When we first meet Scout, we see that she is a tough little girl, a veritable tomboy. In the beginning of chapter three, she is beating up Walter Cunningham. She would have continued, had Jem not broken up the fight. Even later in the book, there were times when Scout wanted to beat up other boys, but Atticus forbid her after this incident.
Catching Walter Cunningham in the schoolyard gave me some pleasure, but when I was rubbing his nose in the dirt Jem came by and told me to stop. “You’re bigger’n he is,” he said.
Scout is also curious. She has many questions, such as when she asks Calpurnia about what rape is.
By the end of the book, Scout matures greatly. In a conversation with Atticus, she says something profound.
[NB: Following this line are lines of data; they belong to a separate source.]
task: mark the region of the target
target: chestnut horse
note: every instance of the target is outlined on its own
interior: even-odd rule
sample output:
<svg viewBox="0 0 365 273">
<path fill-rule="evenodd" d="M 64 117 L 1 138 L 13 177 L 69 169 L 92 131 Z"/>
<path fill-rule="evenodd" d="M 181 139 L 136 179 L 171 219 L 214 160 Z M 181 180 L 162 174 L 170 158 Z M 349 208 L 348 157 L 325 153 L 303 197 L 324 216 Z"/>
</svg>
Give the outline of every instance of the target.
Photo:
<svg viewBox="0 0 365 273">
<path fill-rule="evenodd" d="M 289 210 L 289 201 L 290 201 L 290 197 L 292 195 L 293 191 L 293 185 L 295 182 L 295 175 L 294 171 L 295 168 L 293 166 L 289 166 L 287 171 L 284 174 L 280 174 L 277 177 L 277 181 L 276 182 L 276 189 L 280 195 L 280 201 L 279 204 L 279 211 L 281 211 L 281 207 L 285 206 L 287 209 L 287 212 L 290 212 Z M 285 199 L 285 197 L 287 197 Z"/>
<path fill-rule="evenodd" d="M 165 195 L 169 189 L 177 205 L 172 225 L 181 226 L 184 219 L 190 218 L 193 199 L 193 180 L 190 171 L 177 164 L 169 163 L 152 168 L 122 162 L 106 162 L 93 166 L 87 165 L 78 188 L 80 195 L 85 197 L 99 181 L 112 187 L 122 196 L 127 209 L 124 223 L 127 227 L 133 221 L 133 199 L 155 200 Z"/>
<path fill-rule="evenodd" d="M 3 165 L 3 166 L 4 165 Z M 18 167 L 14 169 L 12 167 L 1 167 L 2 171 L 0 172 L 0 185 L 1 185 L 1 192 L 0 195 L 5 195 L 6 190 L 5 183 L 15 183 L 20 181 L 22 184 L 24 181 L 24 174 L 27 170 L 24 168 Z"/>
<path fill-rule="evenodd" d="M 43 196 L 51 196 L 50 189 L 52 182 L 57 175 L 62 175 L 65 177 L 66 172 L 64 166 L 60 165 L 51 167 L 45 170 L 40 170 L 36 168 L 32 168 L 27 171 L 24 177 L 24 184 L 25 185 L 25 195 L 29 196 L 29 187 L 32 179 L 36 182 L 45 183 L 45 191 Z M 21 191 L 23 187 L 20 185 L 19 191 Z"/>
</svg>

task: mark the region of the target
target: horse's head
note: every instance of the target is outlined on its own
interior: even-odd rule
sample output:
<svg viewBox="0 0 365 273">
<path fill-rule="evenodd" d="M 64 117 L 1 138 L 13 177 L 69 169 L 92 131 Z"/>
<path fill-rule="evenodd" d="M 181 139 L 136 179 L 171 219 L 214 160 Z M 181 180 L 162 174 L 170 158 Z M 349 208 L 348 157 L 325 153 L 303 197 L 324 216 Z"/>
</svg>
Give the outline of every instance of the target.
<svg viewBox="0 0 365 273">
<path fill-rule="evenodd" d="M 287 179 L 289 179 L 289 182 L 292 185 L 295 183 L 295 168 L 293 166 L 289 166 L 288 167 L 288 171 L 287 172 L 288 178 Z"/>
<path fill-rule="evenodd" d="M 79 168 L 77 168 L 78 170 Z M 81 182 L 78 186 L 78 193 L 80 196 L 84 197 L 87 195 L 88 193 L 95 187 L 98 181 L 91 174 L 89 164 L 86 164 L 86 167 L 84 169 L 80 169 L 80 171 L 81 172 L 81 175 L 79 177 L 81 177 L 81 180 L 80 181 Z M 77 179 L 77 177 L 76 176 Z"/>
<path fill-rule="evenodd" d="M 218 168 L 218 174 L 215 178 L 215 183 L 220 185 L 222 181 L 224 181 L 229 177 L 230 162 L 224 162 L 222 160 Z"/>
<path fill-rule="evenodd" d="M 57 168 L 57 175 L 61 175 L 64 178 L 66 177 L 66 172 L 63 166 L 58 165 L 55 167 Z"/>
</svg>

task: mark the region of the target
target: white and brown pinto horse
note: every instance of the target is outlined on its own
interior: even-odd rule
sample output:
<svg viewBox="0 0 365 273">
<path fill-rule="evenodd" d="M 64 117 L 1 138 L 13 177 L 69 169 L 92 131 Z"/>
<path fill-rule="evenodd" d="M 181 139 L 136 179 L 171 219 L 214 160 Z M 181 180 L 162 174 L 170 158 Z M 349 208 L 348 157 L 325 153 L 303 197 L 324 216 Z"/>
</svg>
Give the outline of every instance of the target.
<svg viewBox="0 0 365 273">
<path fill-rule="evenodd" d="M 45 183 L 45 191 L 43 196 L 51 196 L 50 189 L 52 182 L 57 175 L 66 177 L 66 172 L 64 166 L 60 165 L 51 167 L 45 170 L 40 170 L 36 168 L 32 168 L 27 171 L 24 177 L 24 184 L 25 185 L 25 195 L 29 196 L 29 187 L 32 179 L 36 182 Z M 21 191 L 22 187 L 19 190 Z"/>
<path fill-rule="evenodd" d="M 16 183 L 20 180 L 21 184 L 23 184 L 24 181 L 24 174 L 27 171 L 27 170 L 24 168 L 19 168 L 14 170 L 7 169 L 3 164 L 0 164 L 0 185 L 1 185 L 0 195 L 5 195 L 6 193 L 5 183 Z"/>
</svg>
In fact, she even leads Atticus, when she makes the connection that Boo Radley is a mockingbird figure. Here is what the text says:
Atticus sat looking at the floor for a long time. Finally he raised his head. “Scout,” he said, “Mr. Ewell fell on his knife. Can you possibly understand?
Atticus looked like he needed cheering up. I ran to him and hugged him and kissed him with all my might. “Yes sir, I understand,” I reassured him. “Mr. Tate was right."
Atticus disengaged himself and looked at me. “What do you mean?” “Well, it’d be sort of like shootin‘ a mockingbird, wouldn’t it?”